Germain. Acte de présence

Nous sentons tous, un jour ou l’autre, que « la vraie vie est absente », que nous portons des intuitions inexplorées, des capacités mentales inemployées, des aspirations inassouvies ; que nous sommes inachevés. Mais le plus souvent, nous négligeons ces intuitions, par crainte ou par paresse, nous les laissons s’éteindre, par indifférence, à la fin se dissoudre, par oubli. Ou nous les enlisons dans des satisfactions faciles d’accès, dans des rêves à bas coût. « L’imagination travaille continuellement à boucher toutes les fissures par où passerait la grâce », constate Simone Weil.

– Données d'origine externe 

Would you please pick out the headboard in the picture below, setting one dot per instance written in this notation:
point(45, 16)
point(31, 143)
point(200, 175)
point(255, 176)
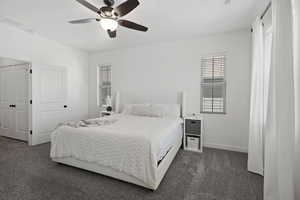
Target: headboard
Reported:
point(181, 100)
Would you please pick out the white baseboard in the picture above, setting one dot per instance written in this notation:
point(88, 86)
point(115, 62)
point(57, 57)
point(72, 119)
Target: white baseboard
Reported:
point(226, 147)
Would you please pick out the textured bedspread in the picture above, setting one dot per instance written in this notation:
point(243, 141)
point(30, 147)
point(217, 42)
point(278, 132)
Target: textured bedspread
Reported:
point(128, 145)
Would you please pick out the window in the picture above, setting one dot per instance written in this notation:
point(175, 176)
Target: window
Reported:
point(213, 84)
point(104, 84)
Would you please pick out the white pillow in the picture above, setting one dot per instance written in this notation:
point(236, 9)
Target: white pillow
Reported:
point(127, 110)
point(166, 110)
point(141, 110)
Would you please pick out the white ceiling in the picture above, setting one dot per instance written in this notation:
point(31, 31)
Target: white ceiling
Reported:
point(7, 61)
point(168, 20)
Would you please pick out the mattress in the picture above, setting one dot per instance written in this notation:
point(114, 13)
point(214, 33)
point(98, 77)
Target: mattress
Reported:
point(132, 144)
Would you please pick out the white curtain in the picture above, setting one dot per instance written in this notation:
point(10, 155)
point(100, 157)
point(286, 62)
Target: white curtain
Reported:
point(279, 181)
point(296, 24)
point(257, 107)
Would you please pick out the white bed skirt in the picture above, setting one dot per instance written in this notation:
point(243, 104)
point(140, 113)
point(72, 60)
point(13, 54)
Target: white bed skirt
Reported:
point(108, 171)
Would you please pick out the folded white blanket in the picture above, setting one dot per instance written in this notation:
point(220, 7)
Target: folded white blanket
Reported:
point(129, 145)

Certains ne se contentent pas de ces bouche-trous ordinaires que sont les divertissements, aussi variés soient-ils, de la routine quotidienne, un peu ennuyeuse mais tellement rassurante ; leur désir d’accéder à une autre dimension de la vie, beaucoup plus sapide, exaltante, résiste à tous les succédanés offerts par la société. Mais, si les communs moyens de remplir le manque échouent à les satisfaire, ceux qu’ils recherchent dans des ersatz plus marginaux et intenses, tels que les stupéfiants ou diverses pratiques de l’extrême censés leur donné accès à « la vraie vie », ne sont à leur tour que des leurres, et loin de parvenir à « parler devant l’abîme où nous sommes avec l’abîme que nous sommes, parler autrement », face à eux-mêmes, aux autres, à tout, à rien, ils chavirent dans l’abîme, s’y égarent, s’y éreintent, à la fin s’y effondrent. On finit toujours par naufrager sur les écueils de sa propre finitude quand on s’obstine à pénétrer dans son gouffre intérieur par effraction, par « magie », par tricherie ou violence ; quand on se dispense de toute patience et de toute attention. Une réelle présence à soi, aux autres, requiert une « présence d’esprit » qui ne peut s’accommoder de mirages, d’états de fascination, de sidération, d’hallucination.